'Days in The Ditch' by Dina Gordon

Spaces are haunted by hallucinations upon entering the antipode of the mind on a Friday afternoon before the laboring part of humanity answered the last phone call and wiped the last table – Berliners roam houses of daytime speed on the Lane of Bricks, brakes activate on Barclays bicycles parking their wheels opposite shaved heads, cigarette smoke, glints of red leaving imprints on white porcelain cups put on hold as lips articulate aphorisms in French, wheels stop turning, foreheads are burning, sweating off the third cup of coffee, preparing the body for a fourth one, high heels, platforms, low forms, stilettos and socks crowd around the speed engine.
Ten embellished fingers operate the mechanism steaming financial profit!

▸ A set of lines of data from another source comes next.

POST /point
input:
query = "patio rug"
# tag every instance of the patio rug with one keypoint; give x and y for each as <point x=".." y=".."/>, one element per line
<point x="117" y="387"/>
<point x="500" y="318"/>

Payment in steel currency makes the engineer color his hair in pink oblivion, religion hangs dangling from his neck in the form of a crucifix, a black tear is tattooed on his cheek, the clown without punch lines to deliver cries tears of black ink, a trademark for illy’s coffee, steamed out of a collective imagination brainstorming what could potentially be capitalistic ideas of grand magnitude in a stuffy office in a Rockefeller owned New York building has moved quietly into a coffeehouse where the speed engine is neatly hidden in a hallucinative haze.